A tradition of prose satire dates back …

Years: 297BCE - 286BCE

A tradition of prose satire dates back to the (lost) works of Menippus, who flourishes after 300 in Thebes.

Little is known about his life.

He was a native of Gadara in Coele-Syria.

The ancient sources agree that he was at one time enslaved.

He was in the service of a citizen of Pontus, but in some way obtained his freedom and lived at Thebes.

Diogenes Laërtius relates a dubious story that he amassed a fortune as a money-lender, lost it, and committed suicide through grief.

Lucian ranks Menippus with Antisthenes, Diogenes, and Crates as the most notable of the Cynics.

His works (written in a mixture of prose and verse) are all lost.

He discussed serious subjects in a spirit of ridicule, and especially delighted in attacking the Epicureans and Stoics.

Strabo and Stephanus call him the "earnest-jester".

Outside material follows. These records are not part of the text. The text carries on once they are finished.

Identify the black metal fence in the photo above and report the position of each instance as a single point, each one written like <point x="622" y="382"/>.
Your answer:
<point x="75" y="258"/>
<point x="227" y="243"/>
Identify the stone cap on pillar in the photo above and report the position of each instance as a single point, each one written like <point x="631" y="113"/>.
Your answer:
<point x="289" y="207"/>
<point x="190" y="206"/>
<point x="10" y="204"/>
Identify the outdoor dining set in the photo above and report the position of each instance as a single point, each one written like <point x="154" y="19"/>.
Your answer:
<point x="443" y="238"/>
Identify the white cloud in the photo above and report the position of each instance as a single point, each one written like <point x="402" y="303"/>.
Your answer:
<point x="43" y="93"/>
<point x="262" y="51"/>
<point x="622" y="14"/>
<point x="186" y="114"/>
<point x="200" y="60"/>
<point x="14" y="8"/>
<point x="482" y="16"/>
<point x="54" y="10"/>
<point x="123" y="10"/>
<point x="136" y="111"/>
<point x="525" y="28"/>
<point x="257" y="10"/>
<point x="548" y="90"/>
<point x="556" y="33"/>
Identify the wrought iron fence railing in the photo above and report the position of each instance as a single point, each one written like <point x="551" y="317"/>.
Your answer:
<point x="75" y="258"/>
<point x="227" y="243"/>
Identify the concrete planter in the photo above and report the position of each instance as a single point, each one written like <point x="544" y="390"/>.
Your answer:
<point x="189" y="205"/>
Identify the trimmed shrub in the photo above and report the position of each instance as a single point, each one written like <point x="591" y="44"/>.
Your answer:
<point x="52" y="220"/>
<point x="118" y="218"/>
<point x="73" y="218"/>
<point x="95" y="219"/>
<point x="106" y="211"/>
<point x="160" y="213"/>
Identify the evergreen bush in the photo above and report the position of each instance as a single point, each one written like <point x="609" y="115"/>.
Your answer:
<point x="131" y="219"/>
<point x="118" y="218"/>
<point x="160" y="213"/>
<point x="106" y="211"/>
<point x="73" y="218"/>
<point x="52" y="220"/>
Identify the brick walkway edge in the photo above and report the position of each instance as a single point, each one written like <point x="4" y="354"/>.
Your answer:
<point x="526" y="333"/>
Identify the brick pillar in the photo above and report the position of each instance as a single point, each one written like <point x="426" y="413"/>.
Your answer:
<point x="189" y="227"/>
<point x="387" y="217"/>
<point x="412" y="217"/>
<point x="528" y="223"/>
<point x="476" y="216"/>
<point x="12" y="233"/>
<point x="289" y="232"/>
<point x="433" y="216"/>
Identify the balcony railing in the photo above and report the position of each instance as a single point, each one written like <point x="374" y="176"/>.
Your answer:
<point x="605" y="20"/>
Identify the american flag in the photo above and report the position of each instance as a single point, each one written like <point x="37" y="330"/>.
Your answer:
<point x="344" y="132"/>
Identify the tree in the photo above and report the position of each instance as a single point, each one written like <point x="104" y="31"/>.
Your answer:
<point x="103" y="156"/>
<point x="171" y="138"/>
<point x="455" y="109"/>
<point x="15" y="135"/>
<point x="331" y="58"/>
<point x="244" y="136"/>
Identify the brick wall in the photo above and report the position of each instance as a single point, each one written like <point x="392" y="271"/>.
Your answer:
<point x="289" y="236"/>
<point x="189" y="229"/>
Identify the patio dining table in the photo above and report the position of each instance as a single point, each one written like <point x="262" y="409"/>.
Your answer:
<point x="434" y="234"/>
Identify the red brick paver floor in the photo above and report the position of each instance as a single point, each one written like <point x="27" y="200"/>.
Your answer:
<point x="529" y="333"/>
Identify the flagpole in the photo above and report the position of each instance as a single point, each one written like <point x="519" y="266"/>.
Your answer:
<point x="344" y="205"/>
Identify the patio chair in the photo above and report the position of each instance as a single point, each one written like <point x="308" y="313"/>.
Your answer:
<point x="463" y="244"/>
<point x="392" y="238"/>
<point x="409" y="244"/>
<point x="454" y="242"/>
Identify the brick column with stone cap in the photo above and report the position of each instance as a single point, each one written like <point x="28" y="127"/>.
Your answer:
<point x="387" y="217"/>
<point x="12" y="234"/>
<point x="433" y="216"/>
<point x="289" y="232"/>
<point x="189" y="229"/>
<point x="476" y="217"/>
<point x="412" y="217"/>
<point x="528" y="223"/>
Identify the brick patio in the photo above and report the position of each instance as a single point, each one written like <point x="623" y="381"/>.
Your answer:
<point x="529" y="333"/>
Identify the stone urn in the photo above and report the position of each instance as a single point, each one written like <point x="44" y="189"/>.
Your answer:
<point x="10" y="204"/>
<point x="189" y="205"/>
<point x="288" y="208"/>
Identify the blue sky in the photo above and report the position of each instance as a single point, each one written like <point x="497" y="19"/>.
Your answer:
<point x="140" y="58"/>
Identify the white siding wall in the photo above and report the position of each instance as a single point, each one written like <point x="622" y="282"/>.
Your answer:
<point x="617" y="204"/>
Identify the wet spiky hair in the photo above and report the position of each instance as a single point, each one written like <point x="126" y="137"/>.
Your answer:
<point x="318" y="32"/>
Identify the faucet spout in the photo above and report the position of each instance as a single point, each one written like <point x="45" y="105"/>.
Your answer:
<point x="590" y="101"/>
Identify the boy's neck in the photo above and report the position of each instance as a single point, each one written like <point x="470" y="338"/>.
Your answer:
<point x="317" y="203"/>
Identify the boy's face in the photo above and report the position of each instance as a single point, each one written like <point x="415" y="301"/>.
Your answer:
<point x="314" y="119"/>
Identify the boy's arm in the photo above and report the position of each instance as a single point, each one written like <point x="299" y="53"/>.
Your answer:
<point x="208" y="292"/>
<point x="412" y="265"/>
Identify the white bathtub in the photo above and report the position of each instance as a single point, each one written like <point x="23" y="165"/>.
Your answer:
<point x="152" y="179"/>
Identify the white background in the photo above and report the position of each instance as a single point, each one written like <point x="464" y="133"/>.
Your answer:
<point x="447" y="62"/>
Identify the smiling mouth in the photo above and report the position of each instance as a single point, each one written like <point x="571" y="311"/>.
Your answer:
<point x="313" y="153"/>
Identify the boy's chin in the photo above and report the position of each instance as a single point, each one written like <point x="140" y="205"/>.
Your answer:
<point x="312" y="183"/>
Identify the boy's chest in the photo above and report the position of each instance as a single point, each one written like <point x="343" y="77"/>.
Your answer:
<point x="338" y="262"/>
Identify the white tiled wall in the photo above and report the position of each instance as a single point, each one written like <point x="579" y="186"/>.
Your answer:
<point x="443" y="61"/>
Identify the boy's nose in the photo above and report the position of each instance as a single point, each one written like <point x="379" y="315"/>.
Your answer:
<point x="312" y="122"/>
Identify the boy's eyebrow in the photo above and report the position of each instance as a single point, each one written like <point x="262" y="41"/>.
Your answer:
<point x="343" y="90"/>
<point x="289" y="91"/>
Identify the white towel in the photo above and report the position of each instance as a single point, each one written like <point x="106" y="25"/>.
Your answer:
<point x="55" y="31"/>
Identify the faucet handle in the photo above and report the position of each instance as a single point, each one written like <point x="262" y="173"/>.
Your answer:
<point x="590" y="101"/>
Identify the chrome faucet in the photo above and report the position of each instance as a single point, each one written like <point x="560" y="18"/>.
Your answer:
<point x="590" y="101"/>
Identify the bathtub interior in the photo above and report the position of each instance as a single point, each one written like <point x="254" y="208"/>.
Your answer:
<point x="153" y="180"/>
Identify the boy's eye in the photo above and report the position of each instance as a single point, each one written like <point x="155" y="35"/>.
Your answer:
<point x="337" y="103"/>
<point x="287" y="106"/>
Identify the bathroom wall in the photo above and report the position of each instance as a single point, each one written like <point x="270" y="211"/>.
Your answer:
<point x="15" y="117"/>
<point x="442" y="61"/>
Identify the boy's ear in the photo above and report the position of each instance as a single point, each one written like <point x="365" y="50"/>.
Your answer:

His writings exercised considerable influence upon later literature, and the Menippean satire genre is named after him.

Although the writings of Menippus no longer survive, there are some fragments of Varro's Saturae Menippeae, which were written in imitation of Menippus.

One of the dialogues attributed to Lucian, his avowed imitator, who frequently mentions him, is called Menippus, but since the sub-title (The Oracle of the Dead) resembles that of a work ascribed to Menippus by Diogenes Laërtius, it has been suggested that it is imitated from his Necromancy.